I looked at the monitor by the bed as it beeped in slow, even intervals. Her chest rose and fell mechanically, the ventilator doing all the work. Once the machine was switched off, Cassie would stop breathing forever.

The older doctor held out a pen. “We can give you more time if you—”

“No.” I took it. My hand didn’t shake, but my throat felt tight. I lowered my gaze to the line where my name needed to go. “Let’s just… do this.” The longer I sat here, the harder it was going to be.

The pen hit the paper as I signed my name and dated it in the appointed location. I’d signed mergers, acquisitions, deals worth billions with less weight than this one signature. But this signature scarred my soul. If I was having this much trouble with a woman I didn’t love or even like anymore, how did people do it for people they did love?

“There,” I said, trying not to hear how rough the word came out. “You have what you need.” Handing the paperwork over.

The nurse stepped forward, hands gentle as she removed Cassie’s IV. The older doctor nodded to the younger doctor, some silent medical conversation passing between them.

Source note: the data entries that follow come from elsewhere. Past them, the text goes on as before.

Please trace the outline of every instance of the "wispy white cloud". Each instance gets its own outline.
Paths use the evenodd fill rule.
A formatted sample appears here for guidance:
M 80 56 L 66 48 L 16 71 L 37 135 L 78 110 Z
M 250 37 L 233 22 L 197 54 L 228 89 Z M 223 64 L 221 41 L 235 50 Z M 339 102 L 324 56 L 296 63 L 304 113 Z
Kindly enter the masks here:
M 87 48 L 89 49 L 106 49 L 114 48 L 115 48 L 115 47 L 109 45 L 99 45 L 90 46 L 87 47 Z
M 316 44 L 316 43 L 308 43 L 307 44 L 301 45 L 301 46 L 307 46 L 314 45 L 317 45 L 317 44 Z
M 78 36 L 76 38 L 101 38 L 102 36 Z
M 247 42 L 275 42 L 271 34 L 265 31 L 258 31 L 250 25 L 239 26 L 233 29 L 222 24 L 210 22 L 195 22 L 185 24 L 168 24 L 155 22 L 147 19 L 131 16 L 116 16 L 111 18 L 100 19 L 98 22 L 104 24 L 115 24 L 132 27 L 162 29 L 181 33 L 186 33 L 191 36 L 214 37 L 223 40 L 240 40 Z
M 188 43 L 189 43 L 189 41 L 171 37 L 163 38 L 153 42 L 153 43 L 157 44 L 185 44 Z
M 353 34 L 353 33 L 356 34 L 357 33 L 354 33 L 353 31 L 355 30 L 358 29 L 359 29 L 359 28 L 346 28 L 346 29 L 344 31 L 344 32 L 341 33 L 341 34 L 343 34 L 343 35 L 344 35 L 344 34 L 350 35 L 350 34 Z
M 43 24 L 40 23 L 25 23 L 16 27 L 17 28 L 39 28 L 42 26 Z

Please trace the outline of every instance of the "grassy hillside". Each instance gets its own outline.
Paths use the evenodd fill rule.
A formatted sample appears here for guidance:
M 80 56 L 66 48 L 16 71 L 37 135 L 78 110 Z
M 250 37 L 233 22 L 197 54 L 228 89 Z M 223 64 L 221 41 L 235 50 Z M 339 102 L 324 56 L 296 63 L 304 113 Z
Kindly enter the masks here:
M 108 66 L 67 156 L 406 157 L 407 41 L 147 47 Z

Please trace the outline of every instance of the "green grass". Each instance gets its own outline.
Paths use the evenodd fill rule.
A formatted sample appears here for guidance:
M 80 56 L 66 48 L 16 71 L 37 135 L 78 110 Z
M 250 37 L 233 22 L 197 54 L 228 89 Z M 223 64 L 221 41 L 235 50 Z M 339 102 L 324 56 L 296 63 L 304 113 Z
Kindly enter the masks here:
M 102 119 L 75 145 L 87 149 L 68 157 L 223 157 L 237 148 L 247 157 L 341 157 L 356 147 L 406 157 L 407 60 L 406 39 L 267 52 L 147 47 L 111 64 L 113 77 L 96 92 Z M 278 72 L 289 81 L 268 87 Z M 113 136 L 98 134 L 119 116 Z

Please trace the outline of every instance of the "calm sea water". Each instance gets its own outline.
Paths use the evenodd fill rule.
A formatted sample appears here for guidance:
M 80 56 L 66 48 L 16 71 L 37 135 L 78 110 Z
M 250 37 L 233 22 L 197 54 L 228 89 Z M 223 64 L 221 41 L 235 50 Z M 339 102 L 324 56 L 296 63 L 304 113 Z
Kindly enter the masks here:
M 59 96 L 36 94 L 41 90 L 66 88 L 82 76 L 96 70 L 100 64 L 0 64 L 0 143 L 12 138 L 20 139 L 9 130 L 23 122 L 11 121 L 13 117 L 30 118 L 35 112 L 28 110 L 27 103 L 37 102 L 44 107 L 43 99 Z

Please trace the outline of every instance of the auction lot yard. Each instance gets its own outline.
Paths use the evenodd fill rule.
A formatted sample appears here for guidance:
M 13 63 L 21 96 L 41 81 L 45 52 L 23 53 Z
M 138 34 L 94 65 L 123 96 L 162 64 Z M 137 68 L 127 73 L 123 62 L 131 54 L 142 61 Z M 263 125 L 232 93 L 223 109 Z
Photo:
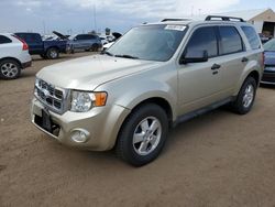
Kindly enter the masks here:
M 114 152 L 61 145 L 30 120 L 34 77 L 58 61 L 34 57 L 0 80 L 0 206 L 275 206 L 275 88 L 253 110 L 218 109 L 173 129 L 161 156 L 135 168 Z

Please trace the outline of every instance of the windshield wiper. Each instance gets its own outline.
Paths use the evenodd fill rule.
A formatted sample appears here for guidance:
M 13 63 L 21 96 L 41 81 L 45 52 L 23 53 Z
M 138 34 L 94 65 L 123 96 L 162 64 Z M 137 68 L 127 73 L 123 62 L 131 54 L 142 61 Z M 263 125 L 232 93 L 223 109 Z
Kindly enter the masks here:
M 114 57 L 124 57 L 124 58 L 131 58 L 131 59 L 139 59 L 139 57 L 132 56 L 132 55 L 114 55 Z
M 102 55 L 106 54 L 106 55 L 109 55 L 109 56 L 113 56 L 113 54 L 112 54 L 112 53 L 109 53 L 108 51 L 102 51 L 101 54 L 102 54 Z

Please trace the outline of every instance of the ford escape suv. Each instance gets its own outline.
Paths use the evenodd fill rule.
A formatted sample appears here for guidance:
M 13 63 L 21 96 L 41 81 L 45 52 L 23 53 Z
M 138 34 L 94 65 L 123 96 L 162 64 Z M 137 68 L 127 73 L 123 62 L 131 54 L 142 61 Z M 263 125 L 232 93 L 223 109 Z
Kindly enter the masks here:
M 133 28 L 102 54 L 38 72 L 32 122 L 66 145 L 116 148 L 141 166 L 179 121 L 226 103 L 248 113 L 262 73 L 262 44 L 242 19 L 166 19 Z

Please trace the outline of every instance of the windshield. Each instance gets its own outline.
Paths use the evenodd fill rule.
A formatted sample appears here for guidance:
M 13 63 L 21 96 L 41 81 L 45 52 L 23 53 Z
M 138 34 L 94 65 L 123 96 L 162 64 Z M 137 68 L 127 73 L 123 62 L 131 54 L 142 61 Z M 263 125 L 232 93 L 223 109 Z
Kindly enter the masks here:
M 168 61 L 186 33 L 185 25 L 144 25 L 130 30 L 106 53 L 125 58 Z
M 275 51 L 275 39 L 268 41 L 267 43 L 264 44 L 264 50 L 265 51 Z

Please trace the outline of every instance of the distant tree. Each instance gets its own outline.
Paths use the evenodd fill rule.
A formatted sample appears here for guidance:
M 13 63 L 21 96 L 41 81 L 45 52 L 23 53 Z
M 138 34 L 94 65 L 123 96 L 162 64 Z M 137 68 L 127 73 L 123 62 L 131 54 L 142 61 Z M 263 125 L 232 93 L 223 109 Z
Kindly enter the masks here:
M 105 29 L 105 33 L 106 33 L 106 35 L 110 35 L 110 34 L 111 34 L 111 29 L 106 28 L 106 29 Z
M 88 34 L 97 34 L 97 32 L 92 30 L 91 32 L 88 32 Z

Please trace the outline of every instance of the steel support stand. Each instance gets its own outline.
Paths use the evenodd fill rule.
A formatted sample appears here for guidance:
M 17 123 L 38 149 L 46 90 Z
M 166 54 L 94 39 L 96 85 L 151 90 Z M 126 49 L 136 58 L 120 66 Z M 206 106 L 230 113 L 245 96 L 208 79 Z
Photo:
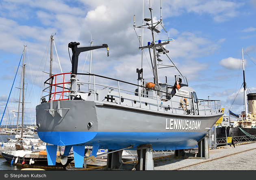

I wasn’t listening or watching them they were just there. It meant nothing to me now. She wasn’t coming back.

I stood. I couldn’t watch them disconnect her, but they had already started to remove the tube from her throat. I’d done my part; the rest I didn’t need to—

Once the tube was gone, Cassie’s body jerked.

I froze in place near the door. My eyes glued on Cassie.

At first, I thought it was nothing. Maybe a reflex. Surely. It must have been nerves firing. Bodies did strange things at the end; I’d seen enough death to know that. I’d lost both my grandparents to cancer. I’d been in the room as they had taken their last breath.

Then her chest heaved—not the machine forcing air, because that machine was no longer working, the tube already gone—but a raw, dragging inhale like someone breaking the surface of deep water.

I knew something was wrong when the nurse yelped, stumbling back. The younger doctor grabbed the rail. The heart monitor screamed to life, the flat, steady rhythm crashing into a chaotic spike as lights flashed.

Cassie sat bolt upright.

Her eyes flew open, not dull and empty as they had been for the last six months, but blazing and wild. The icy blue glare locked onto my face. I felt frozen in place by that look.

“Jesus Christ,” the younger doctor breathed.

My heart slammed hard enough to hurt. What had I done?

I had signed papers to have her machines turned off when she wasn’t… gone.

Because my dead wife had just come back to life.

And the way she was staring at me…

You’d think I had been the one to put her in this hospital in the first place.